My research focuses on developing new comparative methods and applying them to large phylogenetic datasets. Ongoing progress in building the tree of life provides a rare opportunity to learn about the dynamics of diversification through time and across clades. Current projects in my lab are focused on testing hypotheses about trait evolution, diversification, and adaptive radiation using statistical comparative methods. I am also interested in the interface between quantitative genetics and comparative methods.
- Adaptive radiation:
We are investigating repeated and predictable patterns of speciation and trait change across clades of diversifying species. If adaptive radiations are driven by divergent natural selection following entry into new adaptive zones, then diversification during such radiations may be both repeatable and predictable. We test these hypotheses using natural experiments of lizards, mammals, fish, plants, and other organisms.
- Comparative methods:
We are developing new comparative approaches to answer ecological and evolutionary questions about the tempo and mode of diversification. The statistical techniques that I have developed in my work are now implemented in a software package, Geiger, written in the R language.

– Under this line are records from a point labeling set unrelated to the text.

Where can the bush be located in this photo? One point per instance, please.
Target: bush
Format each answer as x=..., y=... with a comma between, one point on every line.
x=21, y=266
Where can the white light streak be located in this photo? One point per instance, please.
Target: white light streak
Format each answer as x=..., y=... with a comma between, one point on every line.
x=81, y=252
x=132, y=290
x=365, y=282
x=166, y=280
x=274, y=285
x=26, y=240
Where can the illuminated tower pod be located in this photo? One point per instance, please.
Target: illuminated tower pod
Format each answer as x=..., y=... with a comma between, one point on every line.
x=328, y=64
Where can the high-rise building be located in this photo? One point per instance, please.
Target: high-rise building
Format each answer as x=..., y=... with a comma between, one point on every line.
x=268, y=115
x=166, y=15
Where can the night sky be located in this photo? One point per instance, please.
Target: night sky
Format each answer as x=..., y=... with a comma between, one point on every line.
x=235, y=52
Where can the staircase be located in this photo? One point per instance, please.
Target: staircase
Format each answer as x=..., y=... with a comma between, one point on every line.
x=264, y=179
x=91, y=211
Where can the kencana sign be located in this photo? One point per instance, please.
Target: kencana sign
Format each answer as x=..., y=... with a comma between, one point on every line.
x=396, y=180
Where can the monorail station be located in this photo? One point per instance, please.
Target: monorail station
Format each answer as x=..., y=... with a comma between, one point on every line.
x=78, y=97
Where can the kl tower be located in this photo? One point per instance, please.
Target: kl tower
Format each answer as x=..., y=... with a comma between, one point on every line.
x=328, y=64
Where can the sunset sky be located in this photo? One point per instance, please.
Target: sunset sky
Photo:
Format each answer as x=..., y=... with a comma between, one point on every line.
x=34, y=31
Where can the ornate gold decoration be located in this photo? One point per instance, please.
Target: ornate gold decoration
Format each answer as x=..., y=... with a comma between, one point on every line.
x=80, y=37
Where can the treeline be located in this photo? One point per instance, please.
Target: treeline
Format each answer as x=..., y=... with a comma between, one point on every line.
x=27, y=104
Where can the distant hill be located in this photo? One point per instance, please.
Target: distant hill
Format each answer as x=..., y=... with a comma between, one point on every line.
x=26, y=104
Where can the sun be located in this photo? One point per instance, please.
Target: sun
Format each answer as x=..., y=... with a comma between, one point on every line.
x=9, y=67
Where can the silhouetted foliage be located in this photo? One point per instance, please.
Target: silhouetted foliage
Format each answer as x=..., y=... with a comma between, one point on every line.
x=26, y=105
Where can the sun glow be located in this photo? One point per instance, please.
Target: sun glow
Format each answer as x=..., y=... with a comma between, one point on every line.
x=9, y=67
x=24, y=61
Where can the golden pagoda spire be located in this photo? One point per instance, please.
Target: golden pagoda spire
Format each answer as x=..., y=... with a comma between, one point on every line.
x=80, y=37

- “Reading” the Tree of Life:
We are searching for the signature of diversification and species interactions across broad sections of the tree of life. First, we are working to combine both paleontological data (fossils) and phylogenetic data together to fit models of diversification through time. Second, we have implemented more advanced statistical approaches that can more flexibly fit a wider range of models to data, including models that capture the dynamics of species’ interactions. These new approaches may help us understand the processes that cause new species to form on the Earth.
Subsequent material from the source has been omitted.